Yes, it is possible when you have percent peak area. in LC chromatogram, each peak respect to the single compound, at the same time the area and length of peak occupancy determines the concentration of compound. If you got highest peak with increased width, it indicates the rich component in the extract.
Yes, LCMS identify the present phytochemical compounds in the plant extract. After identifying the present components, LCMS-QTOF can as well be used for validating the identified components or you can use standards for targeted components to be rest assure.
Often it is not possible to completely characterize all the compounds. For example, if you have a glycoside you can only identify the class of te compound, i.e. flavonoids, saponins, etc. You cannot be sure of the position of linkage(s) between aglycon and sugar(s). Furthermore you cannot identify the exact sugar(s), but only if they are hexoses, pentoses, deoxysugars, etc. Finally, you cannot establish how the sugars are connected each other
LCMS can help in the identification of a lot of class of compounds present in plant extract. But in case you have a glucoside compound or a new compound, this technic will be limited. you will just detect the presence of the compound in the LC chromatogram but you couldn't be able to identify it.
In short it all depends on what you are looking for and whether you have existing standards or knowledge of the type of molecules you are looking for.
You mention LCMS as a possible method for phytochemical identification and I am not sure if you are referring to LC-MS or LC-MS/MS as these are both mass spectrometry based techniques with quite different abilities and often confused by inexperienced users.
The advantage of both techniques is you can determine the mass of the precursor ion (the mass of the molecules that are separated chromatographically and elute at specific retention times) and if you have a standard or good knowledge of the compounds expected to elute at the retention time, you would be able to allocate a possible identity. As mentioned previously in these replies the fact that different isomeric forms (in terms of conjugated carbohydrate or even different isomeric forms such as with the polyphenolics and flavanoid compounds) could be present and mass spectrometers cannot give structural information for these individual compounds. There are no structural libraries available for LC-MS/MS, as is the case for GC-MS where high energy electron impact ionisation in the gas phase ensures consistent fragmentation, but you can build your own libraries using a consistent method which can then be used later to help identify the individual compounds.

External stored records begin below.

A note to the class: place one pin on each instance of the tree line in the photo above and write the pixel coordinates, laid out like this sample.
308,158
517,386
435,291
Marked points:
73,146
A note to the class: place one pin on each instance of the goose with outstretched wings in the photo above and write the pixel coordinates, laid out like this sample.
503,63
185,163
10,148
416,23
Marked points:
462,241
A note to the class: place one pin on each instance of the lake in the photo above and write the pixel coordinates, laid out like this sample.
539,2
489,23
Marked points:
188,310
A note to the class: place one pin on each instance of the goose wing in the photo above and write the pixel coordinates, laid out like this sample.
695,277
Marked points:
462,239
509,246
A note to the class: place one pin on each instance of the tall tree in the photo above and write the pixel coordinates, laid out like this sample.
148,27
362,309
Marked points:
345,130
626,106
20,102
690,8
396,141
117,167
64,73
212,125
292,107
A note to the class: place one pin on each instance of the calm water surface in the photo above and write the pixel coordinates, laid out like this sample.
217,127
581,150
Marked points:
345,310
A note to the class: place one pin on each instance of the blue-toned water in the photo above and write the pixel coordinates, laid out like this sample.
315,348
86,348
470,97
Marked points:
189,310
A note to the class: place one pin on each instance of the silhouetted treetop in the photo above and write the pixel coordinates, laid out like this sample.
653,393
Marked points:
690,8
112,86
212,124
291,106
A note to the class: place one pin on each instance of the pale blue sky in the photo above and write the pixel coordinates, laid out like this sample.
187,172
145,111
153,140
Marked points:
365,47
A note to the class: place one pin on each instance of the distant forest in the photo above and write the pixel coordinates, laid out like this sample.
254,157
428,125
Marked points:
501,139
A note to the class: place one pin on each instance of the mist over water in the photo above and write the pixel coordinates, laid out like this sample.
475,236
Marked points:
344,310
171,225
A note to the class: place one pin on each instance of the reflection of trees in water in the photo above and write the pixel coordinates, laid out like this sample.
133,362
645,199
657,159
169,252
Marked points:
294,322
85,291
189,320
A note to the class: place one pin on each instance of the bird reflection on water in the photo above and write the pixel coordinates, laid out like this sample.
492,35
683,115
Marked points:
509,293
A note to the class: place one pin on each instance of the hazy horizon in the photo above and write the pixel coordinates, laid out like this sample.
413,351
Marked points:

Using LC-MS does not give any true compound identity as these instruments are nominal mass instruments which cannot predict the empirical formulae for the different compounds, but can be used to confirm the possible structures in combination with the retention time and chromatographic conditions.
On the other hand using accurate mass systems that are normally configured as LC-MS/MS type instruments much more information can be obtained through controlled fragmentation of the precursor to give different confirmatory fragements that could easily confirm the presence of single or multiple sugar moeities. Again due to the possibility of many isomeric compounds with the same exact mass you cannot give a positive identity without supporting information.
One point to keep in mind is that the initial plant extraction technique will have a strong influence on the class of compound that is being extracted. For example alkaloids have a specific extraction and cleanup technique while lipids and sugars have different extraction methods due to their solvent solubilities. When assaying polyphenols there are many possibilities and these as well as the flavanoid compounds have many isomeric compounds that would have the same mass, requiring at least some standards to be able to make sense of the elution order.
Perhaps you should read up on targeted versus un-targeted mass spectrometric analysis, which could give you some further background. There are many good textbooks and marketing literature available. This would give you a clearer idea of what is possible.
If you have the compounds already extracted and the sub-fractions are relatively pure you could also attempt NMR to give supporting structural data.